Data Collection and Cleaning

The dataset contains a lot of missing values, which might condition the imputation methods. The missing values are imputed using logic and algorithms. A set of observations with more than 50% missing values is deleted. After the logical imputation, the remaining missing values are imputed using factorial analysis for mixed data. Outliers are not detected in the two numerical variables, and the training_hours variable is not too extreme, so imputation is not done in this case.

EDA

The categorical variables with which the modeling is done are visualized to gain insights. The response variable is significantly associated with all the numerical and categorical variables except for training_hours. People who want to change jobs tend to be from less developed cities with no data regarding the company, have less experience, and higher education. The data is split into working and test datasets to limit overfitting.

Modeling

The data is modeled by assessing the best way to treat variables, such as experience as a factor or numerical variable. Polynomial transformations are applied to the numerical variable experience, and it is seen that the second order polynomial is kept.
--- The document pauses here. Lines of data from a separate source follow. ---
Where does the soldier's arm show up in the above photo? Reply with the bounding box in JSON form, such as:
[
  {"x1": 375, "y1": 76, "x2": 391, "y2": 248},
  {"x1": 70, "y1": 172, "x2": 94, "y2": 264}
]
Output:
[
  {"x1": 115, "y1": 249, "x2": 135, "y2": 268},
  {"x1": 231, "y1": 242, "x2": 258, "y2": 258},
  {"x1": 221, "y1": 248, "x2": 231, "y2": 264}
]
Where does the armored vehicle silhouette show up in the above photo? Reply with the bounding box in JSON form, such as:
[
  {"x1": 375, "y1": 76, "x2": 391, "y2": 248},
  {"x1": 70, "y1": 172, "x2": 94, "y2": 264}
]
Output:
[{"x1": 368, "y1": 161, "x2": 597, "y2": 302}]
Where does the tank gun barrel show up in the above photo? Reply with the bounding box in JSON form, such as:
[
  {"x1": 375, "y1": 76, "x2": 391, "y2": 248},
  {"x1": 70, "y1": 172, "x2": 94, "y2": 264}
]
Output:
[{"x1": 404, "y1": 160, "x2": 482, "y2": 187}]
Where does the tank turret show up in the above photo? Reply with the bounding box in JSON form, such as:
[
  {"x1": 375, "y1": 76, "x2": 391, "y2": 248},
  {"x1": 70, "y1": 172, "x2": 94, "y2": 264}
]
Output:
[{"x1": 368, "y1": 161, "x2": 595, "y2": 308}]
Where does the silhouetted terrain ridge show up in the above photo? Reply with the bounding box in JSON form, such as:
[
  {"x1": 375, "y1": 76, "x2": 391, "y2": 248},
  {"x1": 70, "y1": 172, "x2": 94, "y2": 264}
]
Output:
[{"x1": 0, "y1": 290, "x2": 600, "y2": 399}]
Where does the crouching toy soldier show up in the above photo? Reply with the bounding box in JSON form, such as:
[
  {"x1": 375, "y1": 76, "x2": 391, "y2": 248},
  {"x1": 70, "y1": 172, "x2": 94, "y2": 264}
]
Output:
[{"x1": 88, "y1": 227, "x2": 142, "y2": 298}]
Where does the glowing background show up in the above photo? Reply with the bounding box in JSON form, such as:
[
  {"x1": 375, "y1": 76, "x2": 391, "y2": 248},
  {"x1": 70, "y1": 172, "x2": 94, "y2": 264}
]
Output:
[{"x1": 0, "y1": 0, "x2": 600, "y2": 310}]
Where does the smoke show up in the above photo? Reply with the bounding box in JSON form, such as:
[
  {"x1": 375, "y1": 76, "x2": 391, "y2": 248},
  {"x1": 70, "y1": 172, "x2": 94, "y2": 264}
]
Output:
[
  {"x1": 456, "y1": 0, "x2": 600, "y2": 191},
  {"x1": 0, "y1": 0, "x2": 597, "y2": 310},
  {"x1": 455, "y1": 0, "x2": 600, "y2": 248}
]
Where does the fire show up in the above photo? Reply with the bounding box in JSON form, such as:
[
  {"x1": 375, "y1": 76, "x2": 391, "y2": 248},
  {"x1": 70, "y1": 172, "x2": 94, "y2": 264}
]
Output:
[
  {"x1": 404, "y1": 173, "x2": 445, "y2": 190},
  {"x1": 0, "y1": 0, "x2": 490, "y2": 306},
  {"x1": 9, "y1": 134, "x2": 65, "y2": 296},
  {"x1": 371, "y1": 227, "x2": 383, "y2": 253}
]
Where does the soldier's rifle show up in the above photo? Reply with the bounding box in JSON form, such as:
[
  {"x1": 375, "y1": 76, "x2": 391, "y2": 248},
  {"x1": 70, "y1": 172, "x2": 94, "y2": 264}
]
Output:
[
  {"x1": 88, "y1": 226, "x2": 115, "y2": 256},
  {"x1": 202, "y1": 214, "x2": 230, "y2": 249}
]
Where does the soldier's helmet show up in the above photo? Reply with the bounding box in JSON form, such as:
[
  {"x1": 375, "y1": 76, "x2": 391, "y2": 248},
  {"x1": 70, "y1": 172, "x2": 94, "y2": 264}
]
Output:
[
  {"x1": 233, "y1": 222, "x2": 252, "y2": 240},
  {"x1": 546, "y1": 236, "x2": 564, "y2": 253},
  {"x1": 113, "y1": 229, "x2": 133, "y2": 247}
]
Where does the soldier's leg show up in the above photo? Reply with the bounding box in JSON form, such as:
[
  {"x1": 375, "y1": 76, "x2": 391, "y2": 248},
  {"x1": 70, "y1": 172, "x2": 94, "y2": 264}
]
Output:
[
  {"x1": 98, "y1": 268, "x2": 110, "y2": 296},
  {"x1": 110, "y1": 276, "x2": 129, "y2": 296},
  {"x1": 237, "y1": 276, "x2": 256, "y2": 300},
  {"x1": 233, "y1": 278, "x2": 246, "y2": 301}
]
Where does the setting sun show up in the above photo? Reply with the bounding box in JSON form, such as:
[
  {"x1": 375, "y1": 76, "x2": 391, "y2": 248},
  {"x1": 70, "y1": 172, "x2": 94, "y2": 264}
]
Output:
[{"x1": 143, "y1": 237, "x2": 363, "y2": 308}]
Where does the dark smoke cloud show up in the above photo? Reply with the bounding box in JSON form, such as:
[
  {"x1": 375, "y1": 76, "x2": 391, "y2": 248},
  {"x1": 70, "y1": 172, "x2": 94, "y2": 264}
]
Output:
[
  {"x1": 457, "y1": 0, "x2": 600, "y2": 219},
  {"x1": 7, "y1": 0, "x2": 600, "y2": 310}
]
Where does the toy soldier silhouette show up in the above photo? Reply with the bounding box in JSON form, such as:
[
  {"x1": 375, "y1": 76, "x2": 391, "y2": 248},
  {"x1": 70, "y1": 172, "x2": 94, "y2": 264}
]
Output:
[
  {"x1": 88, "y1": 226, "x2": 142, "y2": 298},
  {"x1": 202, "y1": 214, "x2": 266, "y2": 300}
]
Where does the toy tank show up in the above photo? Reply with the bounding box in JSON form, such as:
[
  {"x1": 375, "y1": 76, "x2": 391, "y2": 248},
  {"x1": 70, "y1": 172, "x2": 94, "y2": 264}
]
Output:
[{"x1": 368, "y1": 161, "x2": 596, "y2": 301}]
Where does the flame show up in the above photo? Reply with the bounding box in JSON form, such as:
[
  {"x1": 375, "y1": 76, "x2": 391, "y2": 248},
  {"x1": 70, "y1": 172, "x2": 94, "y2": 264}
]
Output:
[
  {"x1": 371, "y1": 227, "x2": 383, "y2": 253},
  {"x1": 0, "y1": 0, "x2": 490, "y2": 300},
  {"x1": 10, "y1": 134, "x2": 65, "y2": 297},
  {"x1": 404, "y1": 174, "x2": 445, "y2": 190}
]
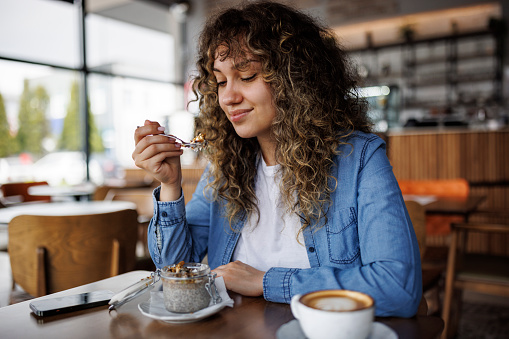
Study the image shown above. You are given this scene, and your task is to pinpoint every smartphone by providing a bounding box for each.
[30,290,114,317]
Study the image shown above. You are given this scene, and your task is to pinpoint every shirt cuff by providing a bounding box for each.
[263,267,298,304]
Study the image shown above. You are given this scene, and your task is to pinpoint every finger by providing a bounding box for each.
[134,120,164,144]
[133,143,183,163]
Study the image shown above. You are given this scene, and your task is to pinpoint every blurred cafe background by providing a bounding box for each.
[0,0,509,333]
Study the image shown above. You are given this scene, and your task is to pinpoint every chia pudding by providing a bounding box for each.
[161,261,210,313]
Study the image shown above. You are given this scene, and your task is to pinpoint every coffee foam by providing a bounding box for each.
[301,290,373,312]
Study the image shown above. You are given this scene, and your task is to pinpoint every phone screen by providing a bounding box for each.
[30,290,114,316]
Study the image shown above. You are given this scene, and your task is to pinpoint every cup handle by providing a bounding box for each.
[290,294,301,319]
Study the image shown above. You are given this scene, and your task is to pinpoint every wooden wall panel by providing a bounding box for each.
[388,129,509,255]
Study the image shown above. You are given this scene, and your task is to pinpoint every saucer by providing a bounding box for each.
[276,319,398,339]
[138,277,233,324]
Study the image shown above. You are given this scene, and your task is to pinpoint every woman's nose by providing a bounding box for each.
[220,84,242,105]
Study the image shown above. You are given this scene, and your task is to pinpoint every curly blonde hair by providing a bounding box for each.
[193,1,371,231]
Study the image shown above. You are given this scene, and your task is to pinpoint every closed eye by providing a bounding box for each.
[242,73,258,82]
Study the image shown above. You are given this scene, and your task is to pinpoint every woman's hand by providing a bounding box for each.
[213,260,265,297]
[132,120,183,201]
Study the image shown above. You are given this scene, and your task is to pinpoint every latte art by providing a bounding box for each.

The categorical variable experience is collapsed by quantiles. The best type of variables to work with is chosen, and the additive effect of variables is explored. Some factors still have a lot of levels, but two of them can be further collapsed to improve the model results. The model resulting from the bic step is studied, and its coefficients are interpreted. Outliers are detected with the Cook's distance method and removed, and the model is reevaluated. The ROC curve and confusion matrix are assessed on the test set.

Conclusion

The project highlights the importance of initial data treatment, which affects the final outcome of the model. The modeling process includes variable treatment, transformation, addition, and interaction, and the residuals and influential observations are addressed. The model's predictive power is assessed using ROC curves, confusion matrices, and Hoslem tests. Overall, the model predicts whether a candidate will work for a company or change jobs with decent accuracy (0.767) and balanced accuracy (0.683).